È sufficiente “internalizzare le esternalità”, mettere un prezzo al carbonio, aggiustare gli incentivi? O il punto è più radicale: ripensare cosa intendiamo per crescita?
Per troppo tempo abbiamo trattato il capitale naturale – foreste, oceani, suoli, biodiversità – come uno sfondo della crescita, un input illimitato e senza prezzo. Ma la natura è un capitale vivo, da cui dipendiamo. Ignorarne il valore non è solo un errore morale: è una distorsione contabile che orienta male le nostre scelte e può trasformarsi in un errore storico.
Il Pil è uno strumento potente, ma non neutro. È come guidare un’auto elettrica guardando solo il tachimetro e ignorando l’autonomia della batteria. Possiamo accelerare e sentirci soddisfatti della velocità, senza accorgerci che stiamo consumando l’energia che rende possibile il viaggio. Se non includiamo l’erosione del capitale naturale nei conti, scambiamo la velocità per progresso e l’esaurimento per crescita.
Non basta aggiornare gli indicatori. La domanda è se un paradigma di crescita illimitata, corretto ai margini, sia compatibile con limiti biofisici stringenti. Il cambiamento climatico segna la fine di un’illusione: che produzione e consumo possano procedere senza confini e che siano l’unica misura del benessere. Il limite è una condizione materiale.
La questione non è solo ambientale. È culturale e politica. Riguarda la leadership d’impresa, il rapporto tra innovazione e responsabilità, la definizione stessa di prosperità.
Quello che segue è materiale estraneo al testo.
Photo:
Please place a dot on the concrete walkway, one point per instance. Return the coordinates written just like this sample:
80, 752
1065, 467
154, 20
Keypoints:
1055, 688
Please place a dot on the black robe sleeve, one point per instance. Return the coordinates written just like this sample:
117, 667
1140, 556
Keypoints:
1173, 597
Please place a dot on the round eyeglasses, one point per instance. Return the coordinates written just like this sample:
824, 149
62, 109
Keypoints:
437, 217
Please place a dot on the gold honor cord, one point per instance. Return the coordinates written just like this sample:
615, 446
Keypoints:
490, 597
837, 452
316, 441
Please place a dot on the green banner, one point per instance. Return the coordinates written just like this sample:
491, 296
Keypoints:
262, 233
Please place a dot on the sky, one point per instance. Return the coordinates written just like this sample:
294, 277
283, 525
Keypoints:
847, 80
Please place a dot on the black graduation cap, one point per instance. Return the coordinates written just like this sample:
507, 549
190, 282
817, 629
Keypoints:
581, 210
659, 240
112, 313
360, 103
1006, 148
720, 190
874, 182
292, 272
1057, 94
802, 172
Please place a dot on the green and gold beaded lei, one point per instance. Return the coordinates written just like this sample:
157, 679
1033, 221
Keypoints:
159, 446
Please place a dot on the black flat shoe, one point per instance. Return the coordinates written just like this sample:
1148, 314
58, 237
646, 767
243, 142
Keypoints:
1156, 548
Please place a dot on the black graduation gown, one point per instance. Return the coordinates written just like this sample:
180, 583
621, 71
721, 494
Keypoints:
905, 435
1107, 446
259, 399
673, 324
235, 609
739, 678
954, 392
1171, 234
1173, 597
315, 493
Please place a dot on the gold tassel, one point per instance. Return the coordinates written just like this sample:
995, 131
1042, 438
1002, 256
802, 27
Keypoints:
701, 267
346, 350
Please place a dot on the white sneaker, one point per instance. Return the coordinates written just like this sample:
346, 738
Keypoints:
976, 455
Se la salute del pianeta è la condizione della salute umana, clima, biodiversità, energia e coesione sociale sono parti dello stesso sistema.
Rigenerare non significa aggiungere una variabile verde a un modello invariato. Significa riconoscere che il modello deve evolvere. Che abitare il limite non è una rinuncia, ma una forma di intelligenza collettiva.
Forse la domanda non è se sia possibile farlo. È se siamo disposti a farlo in tempo.